A Review of The Book: A Cover-to-Cover Exploration of the Most Powerful Object of Our Time
Everything you didn't know about the "bookness" of books
Anyone who cares about books – what they are more than what a particular volume might contain – will relish this book. Incorporating history, detective work, mechanical engineering, archeology, chemistry, animal husbandry, monasticism, metalsmithing, and so many other subjects that listing them would fill this page, Keith Houston has composed a love poem to both "the quiet apex predator that won out over clay tablets, papyrus scrolls, and wax writing boards" and to those earlier forms as well.
This may be the most beautifully designed book I've ever held in my hand. Printed on 81-pound paper with a finish like fine leather, trimmed into octavo quires, and double-cord sewn, it falls open to pages featuring red capitals and dingbats and a sturdy Jenson font derived from 15th-century type-cuts in turn derived from ancient Roman lettering. Full-color illustrations display such riches as a papyrus fragment from a 4th-century copy of *The Iliad; schematics and photographs of various printing presses; German and Chinese woodcuts; a page from the *Book of Kells; and the opening of the *Diamond Sutra, the earliest dated, printed book in human history.

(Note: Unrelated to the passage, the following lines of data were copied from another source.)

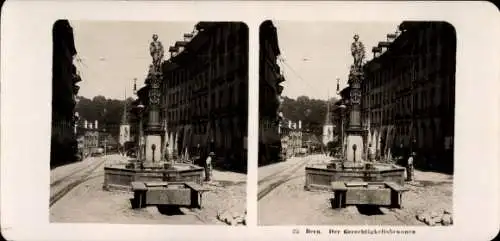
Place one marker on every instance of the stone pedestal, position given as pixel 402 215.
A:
pixel 354 151
pixel 153 148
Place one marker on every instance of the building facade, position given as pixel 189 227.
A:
pixel 270 77
pixel 88 137
pixel 328 126
pixel 409 93
pixel 64 146
pixel 205 92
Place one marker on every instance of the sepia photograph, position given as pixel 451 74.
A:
pixel 149 122
pixel 356 123
pixel 231 120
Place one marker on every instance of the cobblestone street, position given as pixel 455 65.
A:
pixel 88 202
pixel 431 192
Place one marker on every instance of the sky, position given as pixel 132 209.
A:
pixel 317 53
pixel 114 53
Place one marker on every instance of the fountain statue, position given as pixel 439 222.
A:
pixel 352 167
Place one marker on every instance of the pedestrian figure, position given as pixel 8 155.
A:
pixel 208 166
pixel 409 167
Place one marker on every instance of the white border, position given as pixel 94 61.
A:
pixel 26 97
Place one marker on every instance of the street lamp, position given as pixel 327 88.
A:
pixel 140 108
pixel 342 108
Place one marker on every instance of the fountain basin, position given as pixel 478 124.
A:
pixel 320 176
pixel 120 176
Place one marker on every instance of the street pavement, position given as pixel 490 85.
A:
pixel 88 202
pixel 290 204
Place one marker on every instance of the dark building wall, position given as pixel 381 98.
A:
pixel 409 93
pixel 205 92
pixel 270 90
pixel 64 77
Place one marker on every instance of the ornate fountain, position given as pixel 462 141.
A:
pixel 350 166
pixel 153 162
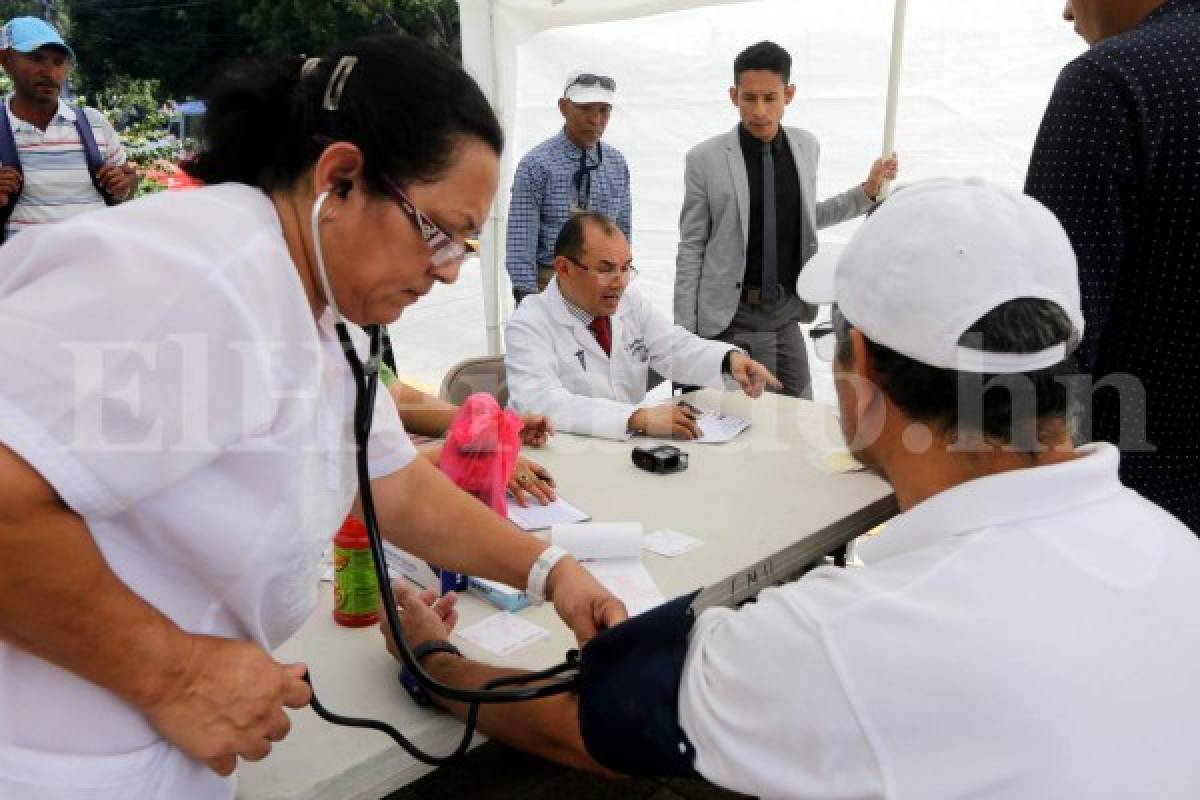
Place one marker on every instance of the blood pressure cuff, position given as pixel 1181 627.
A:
pixel 629 692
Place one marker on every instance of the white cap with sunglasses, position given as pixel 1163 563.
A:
pixel 939 256
pixel 589 88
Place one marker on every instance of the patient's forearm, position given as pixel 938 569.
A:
pixel 547 727
pixel 420 413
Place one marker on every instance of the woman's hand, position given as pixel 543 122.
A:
pixel 531 477
pixel 537 429
pixel 228 702
pixel 423 617
pixel 581 601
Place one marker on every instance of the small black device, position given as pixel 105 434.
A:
pixel 663 459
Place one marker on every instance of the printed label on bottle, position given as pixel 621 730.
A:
pixel 355 591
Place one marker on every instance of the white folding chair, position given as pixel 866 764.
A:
pixel 481 374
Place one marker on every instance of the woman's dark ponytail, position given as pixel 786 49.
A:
pixel 406 104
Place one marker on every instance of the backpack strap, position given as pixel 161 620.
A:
pixel 9 157
pixel 91 152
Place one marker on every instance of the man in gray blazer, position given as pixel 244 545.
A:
pixel 750 220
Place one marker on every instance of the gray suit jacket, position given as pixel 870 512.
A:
pixel 715 222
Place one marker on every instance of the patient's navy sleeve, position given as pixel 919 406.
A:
pixel 629 692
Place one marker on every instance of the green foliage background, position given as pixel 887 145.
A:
pixel 183 43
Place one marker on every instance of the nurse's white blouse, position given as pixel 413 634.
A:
pixel 160 366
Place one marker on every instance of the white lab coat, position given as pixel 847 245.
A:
pixel 556 367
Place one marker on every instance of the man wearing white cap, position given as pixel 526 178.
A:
pixel 569 173
pixel 1024 629
pixel 57 161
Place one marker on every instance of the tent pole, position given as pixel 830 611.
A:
pixel 889 121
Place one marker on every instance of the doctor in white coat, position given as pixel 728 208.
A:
pixel 580 352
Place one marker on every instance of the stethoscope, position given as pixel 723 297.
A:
pixel 366 383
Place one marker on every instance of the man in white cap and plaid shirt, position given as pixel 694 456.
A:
pixel 567 174
pixel 1024 629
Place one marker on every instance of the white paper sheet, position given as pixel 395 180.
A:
pixel 670 543
pixel 538 517
pixel 628 579
pixel 503 633
pixel 717 427
pixel 599 540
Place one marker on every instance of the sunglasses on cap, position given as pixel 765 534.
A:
pixel 587 80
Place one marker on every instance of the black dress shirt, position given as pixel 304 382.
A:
pixel 787 210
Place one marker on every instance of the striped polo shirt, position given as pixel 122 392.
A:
pixel 57 182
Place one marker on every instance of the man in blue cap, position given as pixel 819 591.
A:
pixel 55 161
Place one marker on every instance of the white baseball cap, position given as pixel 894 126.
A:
pixel 583 86
pixel 939 256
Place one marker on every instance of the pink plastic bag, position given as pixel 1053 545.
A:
pixel 481 450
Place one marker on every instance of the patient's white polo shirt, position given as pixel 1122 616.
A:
pixel 162 370
pixel 1032 635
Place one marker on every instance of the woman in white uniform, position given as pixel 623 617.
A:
pixel 175 447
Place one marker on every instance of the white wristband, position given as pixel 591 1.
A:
pixel 535 585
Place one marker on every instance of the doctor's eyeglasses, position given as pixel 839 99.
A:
pixel 607 274
pixel 443 247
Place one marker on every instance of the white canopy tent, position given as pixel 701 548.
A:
pixel 977 74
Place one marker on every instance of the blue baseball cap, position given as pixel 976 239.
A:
pixel 27 34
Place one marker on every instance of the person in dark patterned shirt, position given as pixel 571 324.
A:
pixel 1117 160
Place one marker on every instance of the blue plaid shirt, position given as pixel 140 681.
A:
pixel 544 192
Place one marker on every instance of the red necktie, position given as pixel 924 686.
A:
pixel 603 329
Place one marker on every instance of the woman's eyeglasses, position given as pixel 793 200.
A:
pixel 443 247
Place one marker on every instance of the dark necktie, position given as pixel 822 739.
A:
pixel 769 240
pixel 603 329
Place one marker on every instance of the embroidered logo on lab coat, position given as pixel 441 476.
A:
pixel 639 350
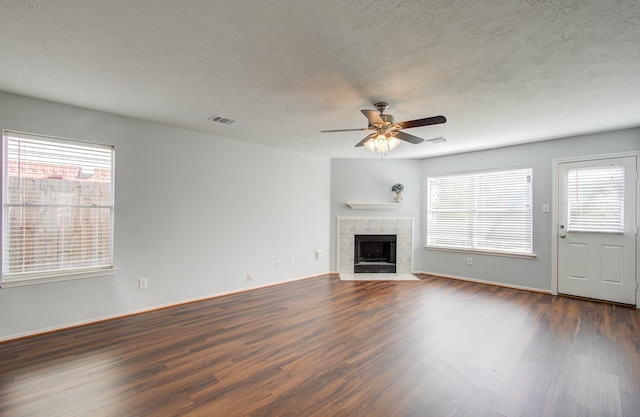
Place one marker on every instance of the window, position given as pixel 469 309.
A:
pixel 595 198
pixel 487 211
pixel 57 208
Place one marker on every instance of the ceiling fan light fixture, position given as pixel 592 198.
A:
pixel 382 143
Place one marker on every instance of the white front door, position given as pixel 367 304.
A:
pixel 597 228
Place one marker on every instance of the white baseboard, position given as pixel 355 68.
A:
pixel 481 281
pixel 148 309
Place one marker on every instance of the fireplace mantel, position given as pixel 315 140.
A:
pixel 375 206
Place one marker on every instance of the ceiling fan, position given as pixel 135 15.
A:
pixel 387 133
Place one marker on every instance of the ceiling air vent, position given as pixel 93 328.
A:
pixel 221 119
pixel 436 140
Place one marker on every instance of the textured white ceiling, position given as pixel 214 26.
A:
pixel 502 71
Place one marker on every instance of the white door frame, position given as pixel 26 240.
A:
pixel 554 214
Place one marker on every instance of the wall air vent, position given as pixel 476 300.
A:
pixel 221 119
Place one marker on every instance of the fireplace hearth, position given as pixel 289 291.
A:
pixel 374 254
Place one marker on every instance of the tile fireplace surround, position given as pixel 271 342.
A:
pixel 348 227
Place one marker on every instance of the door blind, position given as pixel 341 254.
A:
pixel 596 199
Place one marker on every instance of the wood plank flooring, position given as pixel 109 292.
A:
pixel 325 347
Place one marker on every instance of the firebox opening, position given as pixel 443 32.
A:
pixel 374 253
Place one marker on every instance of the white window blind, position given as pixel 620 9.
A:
pixel 486 211
pixel 596 199
pixel 57 206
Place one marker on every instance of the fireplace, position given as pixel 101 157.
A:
pixel 374 253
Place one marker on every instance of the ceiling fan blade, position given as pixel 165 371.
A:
pixel 427 121
pixel 373 117
pixel 344 130
pixel 361 143
pixel 408 138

Much as I'd like to take credit for already knowing the terms I tossed around in the preceding paragraph, I can't, but Keith Houston is as fine a teacher as he is a writer. The cover of *The Book constitutes his first lesson, each element labeled so the reader knows immediately what the "hinge" is, as well as the "foot," the "fore-edge," and the "head-cap." His elegant, transparent, witty style makes clear what in less-skilled hands would bewilder and frustrate. He makes each arcane fact, each accident of history, each dead-end or triumph of bookmaking technology exactly as marvelous as it always has been.
Once you've read *The Book, you'll know what we know as a book is actually a codex. You'll know the vivid reasons codices have spines. You'll know why uterine vellum was the finest paper ever made, precisely how to make it, and why you won't want to. Most of all, you'll enjoy leafing through it just to touch the pages again, knowing as you do why "pages" are "leaves."
The Book, by Keith Houston, W.W. Norton & Co., 2016, 428pp., $29.95
John Repp grew up near the Palace Depression in Vineland, New Jersey. He has taught writing at Edinboro University since 1991.